Thu, Sep 09, 2004 - Page 16 News List

Sin city revisited: Pattaya today

Pattaya became known for its seedy nightlife around the time for the Vietnam War. Today, it's more sophisticated, but the sleaze is still there

By Bradley Winterton  /  CONTRIBUTING REPORTER

Pot-bellied German pederasts mincing around in flowery shirts, Dutch dropouts, Austrian dykes with piercings, French ex-colonial heavies, Russian teenage girls squirming as they listen to their ghetto-blasters -- it's hard to forget Michel Houellebecq's portrait of Thailand's premier east coast resort at the end of his sensational 2001 novel Platform.

And this has constituted Pattaya's reputation ever since it was first developed as an R&R resort for American troops during the Vietnam War. The whole of the coarse West's exploitation and despoliation of the exquisite East seemed to be summed up in that one word -- Pattaya.

But what's it like today? What's changed? There's been much publicity promoting a reformed, cleaned-up Pattaya. Has the grisly old leopard, redolent of musk and stale beer mats, really managed to change its suppurating spots?

It's certainly the case that the vast majority of Taiwan's visitors to Thailand go there -- girlfriends, wives and young children included. Three nights in Bangkok and two in Pattaya is the standard tour-package offered at any Taipei travel agent.

So, do these people see the place as Houellebecq saw it? Or could it be the case that, instead, they see something completely different?

The truth of the matter, as with so many matters, lies somewhere in between. Pattaya's nightlife, which was once dirty, seedy and disreputable, is nowadays clean, tidy and disreputable. Bars still flaunt girls and boys with numbers round their waists dancing lazily until someone from the audience picks them out and pays to take them away for an hour or two (though some battered old no-hopers, it should be said, manage to find partners for what's left of their lives in this manner).

But for the rest, Pattaya today is remarkably comfortable, healthy and even salubrious. Its best hotels are outstanding, its restaurants serve quality food from the most celebrated European cuisines, its beaches are safe and congenial, and the quality of the sea water, not so long ago dubious, is now somewhere between good and excellent.

On a hot Thai morning you can walk down the pedestrianized Golden Mile (officially known as the Walking Street), take an espresso and croissant while overlooking the bay where the jet-ski operators are getting ready for another busy day, and all there is to offend the most Protestant sensibility is a waiter sponging down the bar-stools where a few hours previously Thai and other girls were, as Houellebecq would have it, squirming to the sound-system.

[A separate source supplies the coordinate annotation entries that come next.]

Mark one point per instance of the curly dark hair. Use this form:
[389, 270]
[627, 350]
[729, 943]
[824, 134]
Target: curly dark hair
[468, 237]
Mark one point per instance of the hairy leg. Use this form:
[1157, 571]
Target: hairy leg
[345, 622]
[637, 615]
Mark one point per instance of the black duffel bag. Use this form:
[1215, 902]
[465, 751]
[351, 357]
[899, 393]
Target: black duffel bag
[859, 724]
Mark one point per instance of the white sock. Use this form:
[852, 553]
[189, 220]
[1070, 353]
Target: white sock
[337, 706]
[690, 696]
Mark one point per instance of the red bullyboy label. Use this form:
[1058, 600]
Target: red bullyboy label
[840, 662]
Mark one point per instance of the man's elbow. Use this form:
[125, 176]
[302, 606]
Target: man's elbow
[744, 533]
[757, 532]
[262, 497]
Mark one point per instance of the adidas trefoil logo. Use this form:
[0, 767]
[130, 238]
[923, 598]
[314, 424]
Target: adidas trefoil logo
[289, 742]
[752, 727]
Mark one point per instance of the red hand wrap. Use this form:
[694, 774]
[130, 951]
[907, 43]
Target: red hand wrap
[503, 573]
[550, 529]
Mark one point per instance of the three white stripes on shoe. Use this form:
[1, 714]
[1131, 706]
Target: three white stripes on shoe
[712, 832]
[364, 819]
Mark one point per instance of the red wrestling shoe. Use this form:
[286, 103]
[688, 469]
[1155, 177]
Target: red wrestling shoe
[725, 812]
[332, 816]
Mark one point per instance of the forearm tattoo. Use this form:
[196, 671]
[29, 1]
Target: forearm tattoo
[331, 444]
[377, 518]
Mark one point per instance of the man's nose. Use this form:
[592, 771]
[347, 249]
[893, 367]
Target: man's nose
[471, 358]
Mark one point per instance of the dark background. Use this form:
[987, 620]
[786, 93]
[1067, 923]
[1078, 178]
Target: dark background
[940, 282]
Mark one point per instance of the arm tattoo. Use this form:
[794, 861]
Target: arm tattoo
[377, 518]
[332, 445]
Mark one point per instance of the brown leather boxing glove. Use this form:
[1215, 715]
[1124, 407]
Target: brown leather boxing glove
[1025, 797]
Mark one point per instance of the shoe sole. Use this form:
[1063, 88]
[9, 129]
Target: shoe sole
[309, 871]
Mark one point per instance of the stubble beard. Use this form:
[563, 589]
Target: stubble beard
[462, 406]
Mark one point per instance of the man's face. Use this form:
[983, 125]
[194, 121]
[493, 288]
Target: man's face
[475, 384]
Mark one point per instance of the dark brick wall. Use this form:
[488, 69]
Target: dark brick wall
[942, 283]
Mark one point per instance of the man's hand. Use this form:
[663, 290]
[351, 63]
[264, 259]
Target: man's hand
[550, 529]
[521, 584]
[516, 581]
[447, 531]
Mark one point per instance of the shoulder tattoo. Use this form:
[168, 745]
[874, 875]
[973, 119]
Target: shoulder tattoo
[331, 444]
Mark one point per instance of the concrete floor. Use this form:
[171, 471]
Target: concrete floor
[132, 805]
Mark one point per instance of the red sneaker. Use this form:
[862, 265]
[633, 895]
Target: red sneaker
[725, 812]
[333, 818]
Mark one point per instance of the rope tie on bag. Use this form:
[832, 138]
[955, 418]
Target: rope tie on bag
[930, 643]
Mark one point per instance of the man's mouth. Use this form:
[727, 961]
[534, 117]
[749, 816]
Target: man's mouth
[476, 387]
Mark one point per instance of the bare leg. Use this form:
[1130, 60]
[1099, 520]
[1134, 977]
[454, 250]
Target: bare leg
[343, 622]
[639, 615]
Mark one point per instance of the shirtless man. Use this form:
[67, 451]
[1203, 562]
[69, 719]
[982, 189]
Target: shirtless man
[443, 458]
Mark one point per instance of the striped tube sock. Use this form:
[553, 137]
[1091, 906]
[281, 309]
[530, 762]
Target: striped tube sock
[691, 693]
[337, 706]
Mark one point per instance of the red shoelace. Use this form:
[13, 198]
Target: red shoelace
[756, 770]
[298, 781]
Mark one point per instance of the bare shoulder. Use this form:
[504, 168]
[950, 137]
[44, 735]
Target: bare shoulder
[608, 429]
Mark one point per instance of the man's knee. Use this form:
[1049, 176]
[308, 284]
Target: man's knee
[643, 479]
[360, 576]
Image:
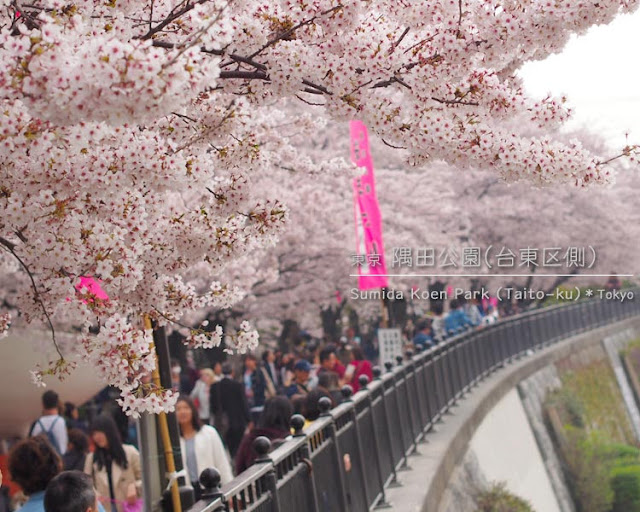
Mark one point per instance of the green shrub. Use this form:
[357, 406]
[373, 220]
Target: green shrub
[569, 404]
[621, 454]
[588, 471]
[625, 482]
[499, 499]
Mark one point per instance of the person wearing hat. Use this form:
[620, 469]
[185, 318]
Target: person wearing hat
[299, 386]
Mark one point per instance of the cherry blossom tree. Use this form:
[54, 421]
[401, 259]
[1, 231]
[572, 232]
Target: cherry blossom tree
[133, 135]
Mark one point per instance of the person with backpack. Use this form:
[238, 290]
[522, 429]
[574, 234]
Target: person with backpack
[51, 423]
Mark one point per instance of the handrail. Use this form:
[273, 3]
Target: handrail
[413, 395]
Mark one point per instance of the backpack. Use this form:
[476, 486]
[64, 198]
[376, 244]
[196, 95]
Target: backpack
[50, 435]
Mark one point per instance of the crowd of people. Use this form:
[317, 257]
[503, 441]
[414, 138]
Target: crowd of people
[220, 411]
[462, 315]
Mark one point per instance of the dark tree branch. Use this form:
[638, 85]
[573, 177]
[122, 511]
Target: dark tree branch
[455, 102]
[37, 296]
[290, 31]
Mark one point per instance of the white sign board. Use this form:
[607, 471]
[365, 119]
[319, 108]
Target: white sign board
[390, 343]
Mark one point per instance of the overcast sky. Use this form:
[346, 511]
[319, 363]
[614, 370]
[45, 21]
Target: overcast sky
[600, 74]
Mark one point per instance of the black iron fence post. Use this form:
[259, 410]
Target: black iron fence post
[297, 423]
[210, 482]
[324, 404]
[363, 380]
[261, 446]
[394, 476]
[347, 393]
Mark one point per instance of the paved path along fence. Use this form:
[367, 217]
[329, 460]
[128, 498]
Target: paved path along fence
[381, 425]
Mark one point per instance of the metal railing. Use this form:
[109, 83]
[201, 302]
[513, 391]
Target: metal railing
[381, 425]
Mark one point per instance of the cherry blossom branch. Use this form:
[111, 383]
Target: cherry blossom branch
[291, 30]
[397, 43]
[455, 102]
[171, 17]
[37, 296]
[625, 152]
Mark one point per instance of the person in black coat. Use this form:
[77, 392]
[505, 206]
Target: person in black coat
[228, 405]
[76, 453]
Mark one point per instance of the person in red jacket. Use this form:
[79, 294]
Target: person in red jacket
[358, 366]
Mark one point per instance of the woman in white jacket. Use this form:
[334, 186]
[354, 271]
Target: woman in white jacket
[200, 445]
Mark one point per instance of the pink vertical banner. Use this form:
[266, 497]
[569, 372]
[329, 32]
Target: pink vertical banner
[370, 249]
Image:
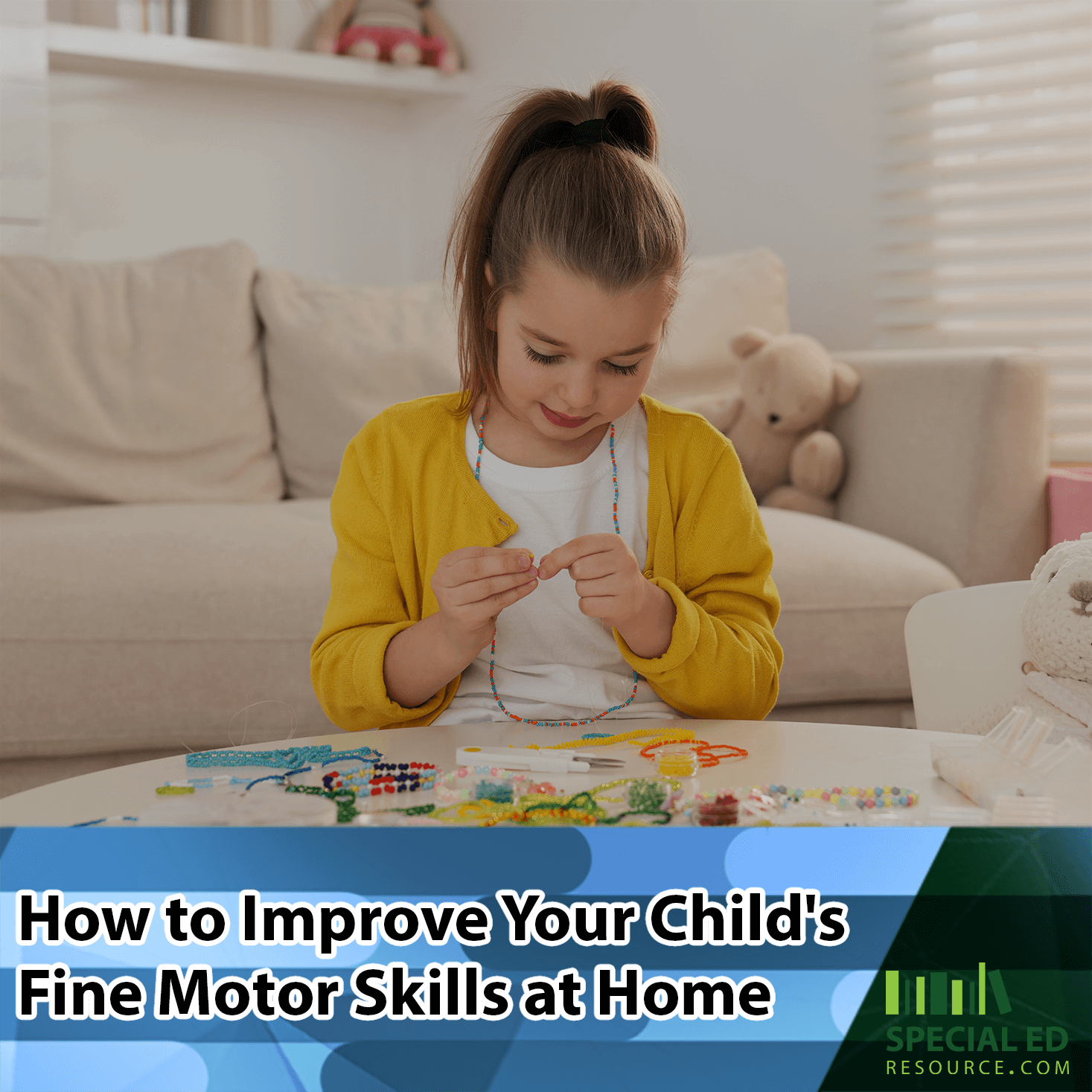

You can then take an open-sided mini-bus to Jomtien Beach ten minutes away, overlooked by condominiums housing the town's large number of expatriate retirees, and enjoy a day in a deckchair under a beach umbrella with no one to bother you. There may well be some strange spectacles promenading in front of you along the sand, but why not? It's free theater, after all, and surely the girls and boys who've labored away so hard the night before, cruelly exploited as they undoubtedly are, also deserve their afternoon in the sun.

Pattaya's best hotels are marvelous indeed. The Royal Cliff (tel: 66-38-250420), perched high on its promontory, with its 10 restaurants and five swimming-pools, is internationally famous. The Montien Hotel (tel: 66-38-428155) is also a high-quality hostelry.